Matthew starts off by reiterating the fact that not all PPE can be washed and reused as the equipment will simply not live up to the standard it was before it was cleaned.
He then talks about the importance of having a clean-shaven face when wearing a mask, as human hair is far bigger than the Coronavirus and it would make for an easy passage into the mask. This is supported by a demonstration video of a man wearing a mask with a full beard, then stubble, then being clean-shaven - as you may guess, the results for the clean-shaven face proved best.
Finally, he defines what PPE actually is, and what isn’t considered PPE. As an example, he shows us images of people using face masks with exhable valves that are available to purchase online. However, these will not do a good job in stopping the spread of the virus.
Mental health at work - achieving best practice in these challenging circumstances
Faye McGuinness, Head of Workplace Wellbeing Programmes at Mind
Faye opened up her talk by introducing the audience to some statistics surrounding mental health and the workplace, with the key one being that mental health issues cost UK organisations about £45 billion a year. She adds that £29 billion of this is down to presenteeism costs (where an employee is still at work but not being able to be as productive as they could be).
A few key points that Faye mentions about tackling mental health issues at work include:
- Organisations should be assisting employees in personal development whilst on furlough.
- Communication is key when making people understand why they are furloughed, and what the organisation will do in the coming months.

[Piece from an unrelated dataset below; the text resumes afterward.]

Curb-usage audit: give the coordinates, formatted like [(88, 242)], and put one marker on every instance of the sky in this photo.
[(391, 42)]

- Be wary that employees could be suffering at home, reflecting on the rise in domestic abuse cases and drug/alcohol abuse since lockdown.
Jan Golding, CEO of Roots HR
Jan opened up her talk by stating that employers have a duty of care to people who are furloughed - as they’re still their employees.

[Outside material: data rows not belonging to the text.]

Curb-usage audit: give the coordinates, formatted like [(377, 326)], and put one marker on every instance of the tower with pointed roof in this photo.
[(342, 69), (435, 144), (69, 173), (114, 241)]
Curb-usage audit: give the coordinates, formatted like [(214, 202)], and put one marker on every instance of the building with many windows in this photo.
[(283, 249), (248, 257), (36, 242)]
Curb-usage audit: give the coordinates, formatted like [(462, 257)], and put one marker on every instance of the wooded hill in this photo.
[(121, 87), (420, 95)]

She advises that organisations need to do what they can to keep in touch with their employees, as communication is key in a time of uncertainty. As a result of this point, she states that video calls are a great way to interact with employees as they get a visual of who they are speaking to, making the chat more personal.
She reiterates the fact that we’re not just confined to our homes, but we are confined to our homes during a global pandemic. She states that organisations need to remember this, as it may not be being at home that is a cause of concern for employees.
Finally, she backs Faye’s point about offering support to employees during this time. However, she touches upon employees that have been made redundant, and organisations should do what they can to assist these individuals. One way companies can do this is by helping these individuals type up/update their CVs.
Ivan Robertson, Founding Director of Robertson Cooper Ltd
Ivan starts off by stating that mental wellbeing is way higher on organisations agendas than it has ever been before and that many companies have taken initiative to make contact with all of their employees, perhaps more so than before the pandemic.
He then goes on to talk about balancing workloads and how this can help the mental wellbeing of those within an organisation. He states that we need to think more about how we balance work. Also, he states that upon returning to work, employees will be slower to pick up full efficiency and that they need this time to balance their workloads.
Finally, he notes that overload and underload can be just as detrimental as each other. He mentions a Cambridge University study that found that even having 1 day a week at work significantly increases positive mental health.
This concludes the main takeaways that we took from our sponsored webinars at Digital Week 2020. We thoroughly hope that you enjoyed the week of content and that it has offered you valuable insight into how organisations are coping through the current climate.